Times tough at BP, so chief executive gets raise
The CEO of oil giant BP is getting a 20 percent raise in compensation for managing the company through a dramatic drop in share price, for laying off thousands of employees and endangering the company’s dividend.
I wonder what they would give him if BP’s performance actually improved?
BP’s board of directors, who supposedly represent shareholders, ignored a nonbinding vote where 59 percent of those shareholders said Dudley shouldn’t get the raise.
“Let me be clear. We hear you,” board chairman Carl-Henric Svanberg said in explaining why Dudley would get the money anyway.

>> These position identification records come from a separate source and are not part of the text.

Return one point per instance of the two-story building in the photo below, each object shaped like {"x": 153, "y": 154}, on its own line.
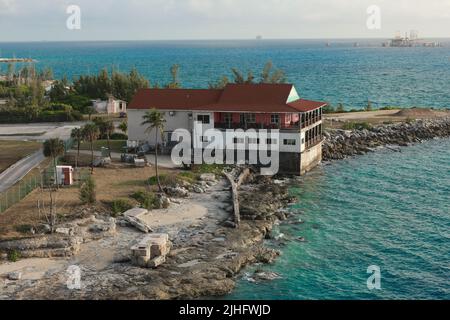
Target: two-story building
{"x": 259, "y": 107}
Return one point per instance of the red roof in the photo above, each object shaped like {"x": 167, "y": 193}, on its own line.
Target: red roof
{"x": 174, "y": 99}
{"x": 303, "y": 105}
{"x": 234, "y": 97}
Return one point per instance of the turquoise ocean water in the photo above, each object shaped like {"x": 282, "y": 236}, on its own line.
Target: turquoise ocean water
{"x": 338, "y": 74}
{"x": 386, "y": 209}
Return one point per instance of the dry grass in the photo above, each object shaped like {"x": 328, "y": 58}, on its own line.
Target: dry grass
{"x": 337, "y": 120}
{"x": 13, "y": 151}
{"x": 111, "y": 183}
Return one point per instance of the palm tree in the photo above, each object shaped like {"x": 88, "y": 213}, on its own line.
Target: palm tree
{"x": 77, "y": 135}
{"x": 155, "y": 121}
{"x": 123, "y": 127}
{"x": 91, "y": 134}
{"x": 54, "y": 148}
{"x": 106, "y": 128}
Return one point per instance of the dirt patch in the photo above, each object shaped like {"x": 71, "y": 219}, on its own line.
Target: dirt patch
{"x": 13, "y": 151}
{"x": 112, "y": 183}
{"x": 379, "y": 117}
{"x": 415, "y": 113}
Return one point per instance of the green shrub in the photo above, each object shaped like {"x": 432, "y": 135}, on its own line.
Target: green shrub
{"x": 23, "y": 228}
{"x": 119, "y": 206}
{"x": 87, "y": 191}
{"x": 340, "y": 108}
{"x": 168, "y": 180}
{"x": 208, "y": 168}
{"x": 118, "y": 136}
{"x": 147, "y": 200}
{"x": 13, "y": 255}
{"x": 188, "y": 176}
{"x": 328, "y": 109}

Apparently the board can hear but doesn’t care what shareholders think. So who does the board really represent?
That’s the real question that many in Britain are asking today, and one that remains open in the United States. How independent are boards? Are they true representatives of shareholders, or are they the management team’s peers who run their own companies and want their boards to be deferential to them?
As for whether a CEO’s pay should be tied to performance, this episode at BP proves that’s laughable. CEOs get big raises when the oil
price goes up and the company thrives, but they also get big raises when prices go down and thousands of people lose their jobs and share prices plummet.
Svanberg’s explanation is that Dudley did a good job under tough circumstances. God forbid a CEO should share in the pain felt by shareholders and employees.
What makes Dudley’s compensation hike even more outrageous is that his salary was frozen along with other executives. To get around that companywide policy, the board boosted his bonus 40 percent over last year’s and doubled the payment to his retirement fund.
Ask BP employees laid off in Houston if they got a big bonus and a doubling of retirement benefits.
Corporate boards and executives have rigged the game so that they never suffer, until and unless the company goes bankrupt. Even then, some CEOs will hand out bonuses with creditors banging on the door.
If you still believe that executive compensation packages at publicly traded corporations do not require greater government oversight, then you are either one of those executives or you are naive with your money.
Many analysts believe that BP will have to cut its dividend if oil prices remain low. Cutting costs during a downturn is critical for keeping that dividend stable, and yet the board is giving money away to Dudley. That’s money coming out of shareholders’ pockets.
What happened at BP is another case of the privileged protecting themselves at the expense of the shareholder and the little guy. If I owned BP stock, which I probably do in an index fund somewhere, I would feel ripped off.